The commenter mentions: “I’ve also attached a screenshot of all my average scores, though I’ll note that some scores are inflated since I’ve done all the tests many times and I often don’t bother finishing the test if I do bad.” If true, this would indeed cause a statistical upward bias, but I have no idea how to even begin calculating the size of that. However, if the tests are reliable in the statistical sense, meaning they give similar scores with each administration, then the average score increase couldn’t be too large. But, then again, if the commenter was reaching nearly the same score every time, why would they restart on a bad run? High intra-test score variability might indicate executive functioning problems.

The commenter notes that their verbal IQ and working memory are “pretty average” on other tests, but their score on verbal memory here is so high relative to other HumanBenchmark users that the system just gives it 100th percentile without discriminating further. (I know that it can’t literally be 100th percentile, as I and several other people I know have achieved higher scores.) A possible contributing factor is that HumanBenchmark users may tend to have less than long attention spans, inhibiting performance on this test, on which reaching one’s potential may take quite a while, especially for higher scorers.

Our correspondent also writes: “Like the verbal memory test in particular, I seem to be using a very different part of my brain compared to more typical tests like digit span. I’d also wager that most of the variation in working memory can be explained by chunking/processing abilities rather than raw storage capacity.” Of course, I don’t think it’s possible to determine by introspection which part(s) of the brain you’re using on a given task, but I think I understand the subjective experience described here. As for chunking/processing abilities versus raw storage capacity, I’m not sure what’s implied here. The human brain could be described as a massively parallel computer, and it naturally processes things in chunks. If “chunking” refers to purposely learnt mnemonics, such as the mnemonic major system, then Goodhart’s Law applies here because learnt skills lose their g-loading.

The commenter thus wonders about the continued meaning of their scores: “Also, what does the strength of the practice effect really say about a test? None of these tests really have a pattern or trick to them, yet for some of them my score has improved a lot from the first time I did them.” Unfortunately, without studies of these tests specifically, we can’t know the extent to which Goodhart’s Law applies. Even analyses of seemingly similar tests from mainstream psychometrics wouldn’t be insufficient, since the HumanBenchmark versions are subtly but crucially different. All I can say is that only someone of uncommonly high cognitive capacity could produce this score profile regardless of how much time they spent practicing, and that, with no indication of how rare your scores are compared to the general population, greater precision is currently almost meaningless.

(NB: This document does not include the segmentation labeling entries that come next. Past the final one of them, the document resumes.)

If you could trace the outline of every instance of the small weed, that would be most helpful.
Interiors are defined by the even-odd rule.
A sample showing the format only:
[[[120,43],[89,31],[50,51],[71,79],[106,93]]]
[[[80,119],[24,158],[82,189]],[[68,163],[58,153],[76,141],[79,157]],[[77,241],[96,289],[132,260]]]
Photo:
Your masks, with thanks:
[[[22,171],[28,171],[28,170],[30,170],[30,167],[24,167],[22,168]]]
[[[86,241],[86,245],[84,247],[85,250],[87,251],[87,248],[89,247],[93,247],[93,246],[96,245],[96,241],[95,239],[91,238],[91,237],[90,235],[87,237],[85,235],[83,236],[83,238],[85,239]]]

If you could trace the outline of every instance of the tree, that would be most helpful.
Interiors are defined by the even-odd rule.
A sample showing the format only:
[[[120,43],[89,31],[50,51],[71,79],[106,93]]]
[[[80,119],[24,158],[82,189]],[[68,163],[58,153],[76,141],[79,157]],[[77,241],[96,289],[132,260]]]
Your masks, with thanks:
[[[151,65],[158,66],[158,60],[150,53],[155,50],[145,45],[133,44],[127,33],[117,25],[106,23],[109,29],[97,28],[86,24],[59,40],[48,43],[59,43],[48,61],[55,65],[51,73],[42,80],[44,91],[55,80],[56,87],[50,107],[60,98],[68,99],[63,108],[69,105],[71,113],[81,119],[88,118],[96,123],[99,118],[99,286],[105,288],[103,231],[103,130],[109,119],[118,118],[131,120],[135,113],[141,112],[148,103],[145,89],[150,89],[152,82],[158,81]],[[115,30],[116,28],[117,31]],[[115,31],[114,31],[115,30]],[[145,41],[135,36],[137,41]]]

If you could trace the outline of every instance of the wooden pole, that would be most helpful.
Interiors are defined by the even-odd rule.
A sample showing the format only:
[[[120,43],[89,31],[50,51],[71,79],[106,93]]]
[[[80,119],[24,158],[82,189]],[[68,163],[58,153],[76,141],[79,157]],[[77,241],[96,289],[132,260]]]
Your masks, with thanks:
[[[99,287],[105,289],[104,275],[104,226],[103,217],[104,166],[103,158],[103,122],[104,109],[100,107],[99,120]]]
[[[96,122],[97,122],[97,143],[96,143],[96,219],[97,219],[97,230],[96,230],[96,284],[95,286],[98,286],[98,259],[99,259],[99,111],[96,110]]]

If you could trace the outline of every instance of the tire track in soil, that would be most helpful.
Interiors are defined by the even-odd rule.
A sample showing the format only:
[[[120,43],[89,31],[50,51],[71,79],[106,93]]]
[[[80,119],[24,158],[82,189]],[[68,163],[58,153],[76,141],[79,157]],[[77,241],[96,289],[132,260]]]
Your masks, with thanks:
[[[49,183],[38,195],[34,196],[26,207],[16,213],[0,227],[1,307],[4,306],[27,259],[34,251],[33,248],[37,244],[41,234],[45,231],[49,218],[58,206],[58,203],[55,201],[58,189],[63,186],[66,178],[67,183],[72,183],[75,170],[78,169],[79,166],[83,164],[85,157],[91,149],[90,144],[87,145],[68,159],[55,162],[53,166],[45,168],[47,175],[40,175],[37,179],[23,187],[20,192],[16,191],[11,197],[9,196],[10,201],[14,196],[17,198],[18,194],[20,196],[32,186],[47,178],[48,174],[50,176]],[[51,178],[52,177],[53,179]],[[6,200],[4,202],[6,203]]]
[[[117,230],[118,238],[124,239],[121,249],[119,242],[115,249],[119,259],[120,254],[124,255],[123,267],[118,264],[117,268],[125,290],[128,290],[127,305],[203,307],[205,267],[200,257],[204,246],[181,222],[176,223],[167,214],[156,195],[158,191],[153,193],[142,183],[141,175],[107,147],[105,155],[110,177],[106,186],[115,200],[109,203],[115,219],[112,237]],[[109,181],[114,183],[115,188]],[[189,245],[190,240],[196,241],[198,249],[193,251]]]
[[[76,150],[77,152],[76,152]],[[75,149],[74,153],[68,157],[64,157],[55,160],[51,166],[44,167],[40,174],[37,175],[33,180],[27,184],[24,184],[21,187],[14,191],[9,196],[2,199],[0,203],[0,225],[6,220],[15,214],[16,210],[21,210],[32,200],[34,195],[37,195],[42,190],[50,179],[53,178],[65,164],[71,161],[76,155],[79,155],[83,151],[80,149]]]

Scores on the “Chimp Test,” or at least the version on HumanBenchmark, are also almost meaningless because unlimited time is allowed to review the digits’ locations before answering, making it less a test of visual working memory and more a test of how long the testee is willing to stare at boxes. Also, most people will probably on average score higher on the HumanBenchmark “Number Memory” test than on the clinical version of the Digit Span test, since the former presents the digits simultaneously and allows a few seconds to mentally review them, whereas, in the latter, each digit is read only once with no opportunity for review.

Finally, the subject’s strong performances on Typing and Aim Trainer make me suspect a background in competitive computer gaming.